Murder Mubarak - Homi Adajania
2.5

Netflix has cornered the market in movies you can watch with half an attention span, one eye on your phone, and also partially daydreaming. It seems as if it’s written in the contracts signed between the streaming giant and creators: viewers must be able to doom-scroll while they lap up the latest offering from the house of Netflix. Homi Adajania’s Murder Mubarak (translation: Congratulations on Murder), the newest offering in this vein, embodies the very essence of these dumbed-down, casually consumable films. It happens to be a murder mystery, too, so that’s a double win for the platform. After all, murder mysteries sell like hotcakes.

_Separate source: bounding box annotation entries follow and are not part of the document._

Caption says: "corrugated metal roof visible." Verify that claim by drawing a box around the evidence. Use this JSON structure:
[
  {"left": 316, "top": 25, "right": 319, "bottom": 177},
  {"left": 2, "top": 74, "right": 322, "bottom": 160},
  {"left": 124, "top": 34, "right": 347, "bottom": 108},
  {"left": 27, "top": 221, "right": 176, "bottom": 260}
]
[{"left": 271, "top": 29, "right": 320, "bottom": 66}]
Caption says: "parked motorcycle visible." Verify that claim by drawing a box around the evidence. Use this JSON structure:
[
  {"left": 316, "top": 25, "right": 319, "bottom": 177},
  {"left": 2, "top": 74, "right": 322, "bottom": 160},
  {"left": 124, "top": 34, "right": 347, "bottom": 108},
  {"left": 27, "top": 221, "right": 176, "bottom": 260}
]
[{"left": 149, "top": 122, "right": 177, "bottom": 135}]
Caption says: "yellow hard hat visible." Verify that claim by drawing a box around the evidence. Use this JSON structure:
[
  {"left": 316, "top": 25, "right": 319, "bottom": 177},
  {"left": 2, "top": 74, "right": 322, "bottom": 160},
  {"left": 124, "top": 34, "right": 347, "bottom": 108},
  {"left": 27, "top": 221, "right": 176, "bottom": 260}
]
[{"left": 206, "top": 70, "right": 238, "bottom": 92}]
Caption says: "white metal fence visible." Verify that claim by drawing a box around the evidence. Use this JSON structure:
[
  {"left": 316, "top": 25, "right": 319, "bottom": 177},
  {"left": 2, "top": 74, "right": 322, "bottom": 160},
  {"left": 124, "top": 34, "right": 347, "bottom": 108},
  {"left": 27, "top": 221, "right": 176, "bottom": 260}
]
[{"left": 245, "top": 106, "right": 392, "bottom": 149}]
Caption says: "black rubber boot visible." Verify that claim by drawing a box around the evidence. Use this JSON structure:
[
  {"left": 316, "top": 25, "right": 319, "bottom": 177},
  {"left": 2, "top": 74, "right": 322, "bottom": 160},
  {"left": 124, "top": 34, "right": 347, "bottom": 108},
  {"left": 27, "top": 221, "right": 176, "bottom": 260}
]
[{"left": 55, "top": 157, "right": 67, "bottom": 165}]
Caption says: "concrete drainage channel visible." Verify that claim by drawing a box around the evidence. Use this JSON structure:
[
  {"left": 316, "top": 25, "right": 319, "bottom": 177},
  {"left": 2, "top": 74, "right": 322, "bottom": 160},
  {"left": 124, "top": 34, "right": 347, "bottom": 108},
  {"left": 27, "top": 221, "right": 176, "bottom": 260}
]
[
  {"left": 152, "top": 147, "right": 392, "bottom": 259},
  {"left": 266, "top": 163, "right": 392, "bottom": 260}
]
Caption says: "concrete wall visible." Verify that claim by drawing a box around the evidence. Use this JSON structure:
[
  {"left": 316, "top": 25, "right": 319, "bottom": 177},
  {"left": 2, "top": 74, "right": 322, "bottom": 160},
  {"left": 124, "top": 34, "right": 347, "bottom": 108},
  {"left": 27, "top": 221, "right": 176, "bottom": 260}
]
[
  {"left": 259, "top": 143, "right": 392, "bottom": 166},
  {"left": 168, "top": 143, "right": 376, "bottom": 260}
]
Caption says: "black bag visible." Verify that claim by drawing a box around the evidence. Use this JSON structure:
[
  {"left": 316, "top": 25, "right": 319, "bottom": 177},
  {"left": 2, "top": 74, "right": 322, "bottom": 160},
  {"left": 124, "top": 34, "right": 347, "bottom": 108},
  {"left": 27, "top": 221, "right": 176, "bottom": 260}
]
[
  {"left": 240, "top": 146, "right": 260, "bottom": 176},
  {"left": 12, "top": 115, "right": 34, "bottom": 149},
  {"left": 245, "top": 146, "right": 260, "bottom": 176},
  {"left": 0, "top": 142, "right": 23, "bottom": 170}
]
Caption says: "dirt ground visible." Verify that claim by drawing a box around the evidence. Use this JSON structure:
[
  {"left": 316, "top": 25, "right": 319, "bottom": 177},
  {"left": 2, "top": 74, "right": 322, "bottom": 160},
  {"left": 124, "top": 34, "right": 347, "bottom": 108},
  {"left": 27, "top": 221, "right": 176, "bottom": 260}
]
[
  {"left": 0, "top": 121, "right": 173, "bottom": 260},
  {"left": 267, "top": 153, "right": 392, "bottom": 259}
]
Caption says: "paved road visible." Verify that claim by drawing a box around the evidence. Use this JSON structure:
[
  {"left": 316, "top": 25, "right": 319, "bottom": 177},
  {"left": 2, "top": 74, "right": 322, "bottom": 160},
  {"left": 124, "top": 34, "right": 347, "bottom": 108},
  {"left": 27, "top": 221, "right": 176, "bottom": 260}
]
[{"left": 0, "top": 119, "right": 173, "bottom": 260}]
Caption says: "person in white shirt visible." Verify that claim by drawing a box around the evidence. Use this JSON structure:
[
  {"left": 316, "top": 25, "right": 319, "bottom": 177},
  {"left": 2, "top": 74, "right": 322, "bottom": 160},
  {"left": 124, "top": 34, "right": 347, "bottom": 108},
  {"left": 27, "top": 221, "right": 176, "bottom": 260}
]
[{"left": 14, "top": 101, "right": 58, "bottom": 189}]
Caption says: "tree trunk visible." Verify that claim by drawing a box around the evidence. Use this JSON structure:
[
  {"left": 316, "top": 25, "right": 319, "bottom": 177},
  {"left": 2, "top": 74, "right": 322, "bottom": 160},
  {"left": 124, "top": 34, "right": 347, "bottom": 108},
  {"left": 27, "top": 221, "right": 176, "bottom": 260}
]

Set against the backdrop of the exclusive Royal Delhi Club, Murder Mubarak follows the murder investigation of the club’s fitness coach, Leo. ACP Bhavani Singh, portrayed by the ever-reliable Pankaj Tripathi, along with his loyal sidekick PK, Sub Inspector Padam Kumar (Priyank Tiwary) leads the investigation. As they probe the unusual suspects, they infiltrate a space where nannies, drivers, and house-helps aren’t allowed in. As the plot unfolds, it becomes evident that Leo’s connections with the club’s affluent members are fraught with secrets and scandals, each one a potential suspect in his demise.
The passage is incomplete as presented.